China’s next stepBEIJING — I spent the week of March 6 in Beijing as the guest of the Carnegie Tsinghua Center Distinguished Visitors Program. The Director of the Center, Paul Haenle, is a leading China expert and a veteran of the George W. Bush National Security Council Staff with repeated experiences negotiating with North Korea. Together we met with leaders in business, the Communist Party, the business community, the government and the diplomatic corps.
One of the major topics of discussion was the Korean peninsula. Our meetings coincided with the National Peoples’ Congress and the National Peoples’ Consultative Committee, an intense period of internal politics and debate in China in the lead-up to the 19th Party Congress this fall. The impressions I took away (which are mine alone) may interest readers who are anxious to know what might happen next in China’s relations with both North and South Korea.

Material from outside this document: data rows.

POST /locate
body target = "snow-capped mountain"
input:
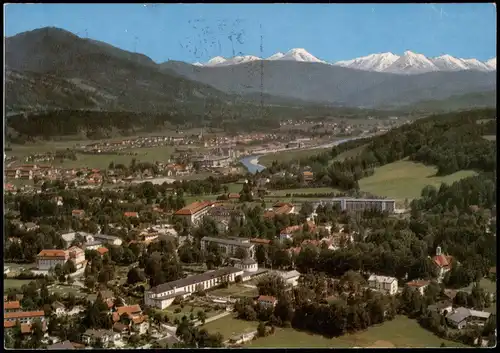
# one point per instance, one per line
(408, 63)
(474, 64)
(448, 63)
(492, 63)
(373, 62)
(276, 56)
(215, 61)
(411, 63)
(299, 54)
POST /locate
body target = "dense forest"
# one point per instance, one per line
(451, 142)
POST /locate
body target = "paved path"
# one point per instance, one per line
(213, 318)
(249, 285)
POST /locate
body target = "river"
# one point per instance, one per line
(252, 162)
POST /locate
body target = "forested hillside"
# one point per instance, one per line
(451, 142)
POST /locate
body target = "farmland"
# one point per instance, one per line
(401, 332)
(405, 180)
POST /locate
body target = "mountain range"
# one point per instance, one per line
(408, 63)
(53, 68)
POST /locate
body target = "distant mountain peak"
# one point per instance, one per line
(216, 61)
(373, 62)
(276, 56)
(300, 54)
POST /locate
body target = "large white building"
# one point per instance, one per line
(357, 205)
(385, 284)
(50, 258)
(194, 212)
(163, 295)
(229, 246)
(108, 239)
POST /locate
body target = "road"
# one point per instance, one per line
(213, 318)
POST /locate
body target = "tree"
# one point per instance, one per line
(69, 267)
(272, 285)
(240, 253)
(202, 316)
(90, 282)
(134, 276)
(260, 254)
(261, 329)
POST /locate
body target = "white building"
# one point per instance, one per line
(229, 246)
(291, 277)
(108, 239)
(69, 237)
(418, 285)
(385, 284)
(50, 258)
(194, 212)
(107, 337)
(248, 265)
(24, 317)
(163, 295)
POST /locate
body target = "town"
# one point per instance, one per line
(180, 177)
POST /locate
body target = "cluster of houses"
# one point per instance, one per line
(49, 172)
(140, 142)
(163, 295)
(127, 320)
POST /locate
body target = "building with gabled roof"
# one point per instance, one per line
(385, 284)
(194, 212)
(164, 294)
(442, 262)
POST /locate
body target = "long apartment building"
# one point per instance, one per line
(163, 295)
(229, 246)
(24, 317)
(49, 258)
(359, 205)
(385, 284)
(194, 212)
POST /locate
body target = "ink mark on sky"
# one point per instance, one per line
(331, 32)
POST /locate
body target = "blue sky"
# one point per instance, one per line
(332, 32)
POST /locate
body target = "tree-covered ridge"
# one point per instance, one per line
(451, 142)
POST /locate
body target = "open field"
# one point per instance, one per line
(187, 312)
(235, 290)
(229, 326)
(400, 332)
(303, 191)
(101, 161)
(287, 156)
(405, 179)
(9, 283)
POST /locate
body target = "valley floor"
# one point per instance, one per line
(400, 332)
(405, 179)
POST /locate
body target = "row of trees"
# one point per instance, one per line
(451, 142)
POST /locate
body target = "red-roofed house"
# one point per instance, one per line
(419, 285)
(267, 300)
(442, 262)
(194, 212)
(137, 321)
(49, 258)
(102, 251)
(11, 307)
(24, 316)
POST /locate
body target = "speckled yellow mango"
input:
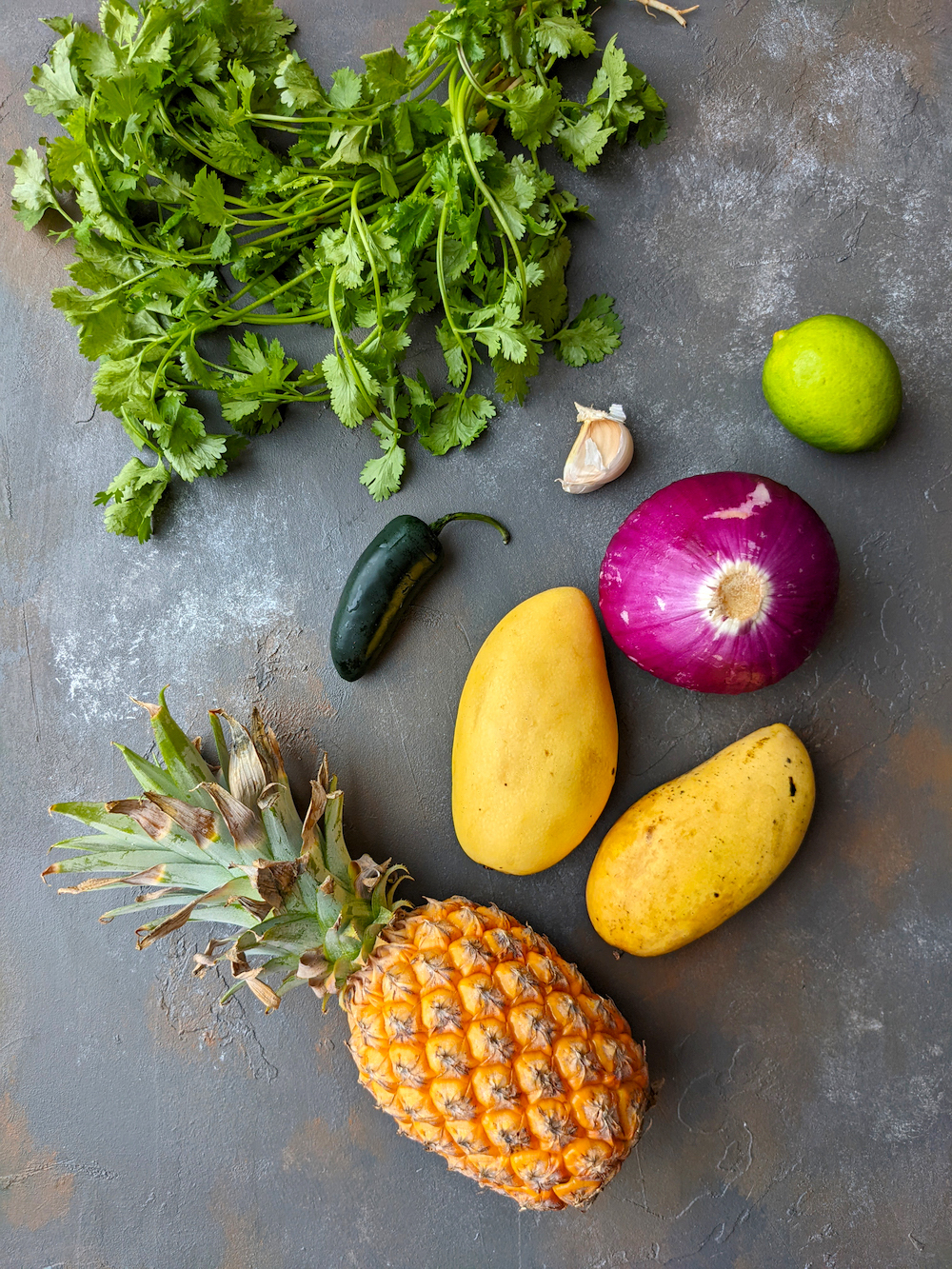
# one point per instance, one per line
(536, 742)
(696, 850)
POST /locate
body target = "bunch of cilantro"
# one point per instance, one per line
(211, 182)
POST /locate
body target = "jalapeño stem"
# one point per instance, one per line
(438, 525)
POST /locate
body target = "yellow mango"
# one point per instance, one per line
(536, 742)
(696, 850)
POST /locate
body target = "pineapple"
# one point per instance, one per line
(466, 1025)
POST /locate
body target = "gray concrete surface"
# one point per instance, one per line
(803, 1122)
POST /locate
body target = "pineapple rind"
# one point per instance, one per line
(444, 1037)
(466, 1025)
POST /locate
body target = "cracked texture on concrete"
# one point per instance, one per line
(803, 1047)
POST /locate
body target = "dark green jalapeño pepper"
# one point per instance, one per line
(394, 567)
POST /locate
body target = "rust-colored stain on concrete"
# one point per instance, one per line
(311, 1146)
(33, 1191)
(246, 1246)
(882, 848)
(316, 1145)
(923, 761)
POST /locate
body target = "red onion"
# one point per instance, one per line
(720, 583)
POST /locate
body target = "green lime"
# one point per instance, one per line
(834, 384)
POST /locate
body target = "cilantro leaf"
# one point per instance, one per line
(194, 138)
(381, 476)
(564, 37)
(592, 335)
(585, 141)
(32, 191)
(208, 198)
(348, 89)
(300, 87)
(133, 494)
(352, 392)
(457, 420)
(56, 91)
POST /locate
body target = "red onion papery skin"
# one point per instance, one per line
(659, 561)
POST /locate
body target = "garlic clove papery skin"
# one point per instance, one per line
(604, 449)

The leading topic raised by Chinese interlocutors (aside from U.S. politics and the Trump administration) was the Terminal High Altitude Air Defense (Thaad). The first deployment of Thaad assets to the Republic of Korea occurred while I was in Beijing and intensified the discussions. Chinese official media blame Seoul for the Thaad deployment rather than the United States. In part this reflects emotional debates in Chinese social media about South Korea’s “betrayal” after years of Chinese “generosity” toward South Korean industries.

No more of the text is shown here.